Solstice d’hiver et racines païennes de la fête de Noël

La célébration chrétienne de Noël a remplacé des fêtes païennes liées au solstice d’hiver, autour du 21 décembre. Dans les pays nordiques, cette période correspond au retour progressif de la lumière après les semaines les plus sombres de l’année.

En Suède, les festivités commencent dès le 13 décembre avec la Sainte-Lucie, où des processions de jeunes filles en blanc portent des couronnes de bougies pour symboliser le retour de la lumière. Le mot suédois pour Noël, « Jul », viendrait de « Julnat », signifiant « la nuit de la roue », en référence au cycle solaire.

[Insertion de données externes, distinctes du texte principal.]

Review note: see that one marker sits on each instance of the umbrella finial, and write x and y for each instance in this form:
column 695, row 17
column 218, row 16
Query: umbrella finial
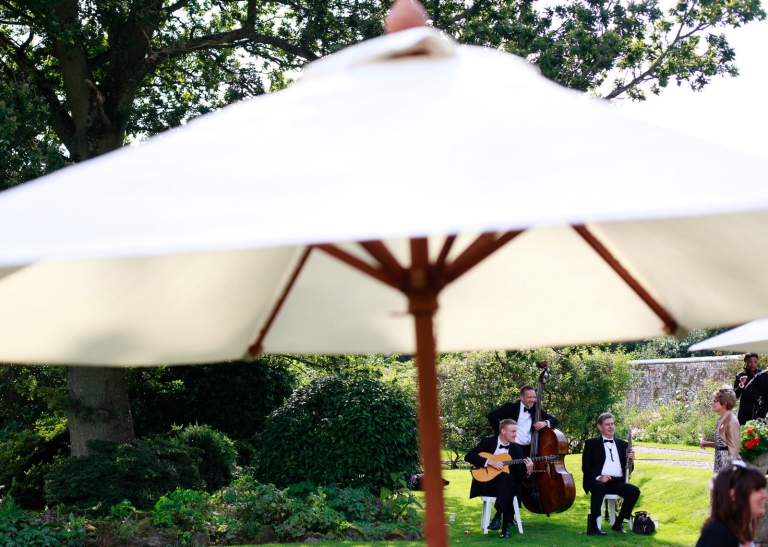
column 405, row 14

Le renne, animal du Grand Nord capable de survivre dans l’obscurité polaire, s’inscrit naturellement dans cette symbolique de traversée de la nuit la plus longue. Le traîneau volant dans le ciel de minuit prolonge le mythe solaire sous une forme narrative adaptée aux enfants.

La prochaine fois qu’un renne apparaît sur une carte de voeux ou une décoration de sapin, il porte avec lui plusieurs couches de sens : biologie arctique, poésie américaine du XIXe siècle, marketing des années 1930 et rituels bien plus anciens liés au solstice. Le voyage du Père Noël autour de la planète est aussi celui d’un symbole qui s’est transformé à chaque frontière culturelle traversée.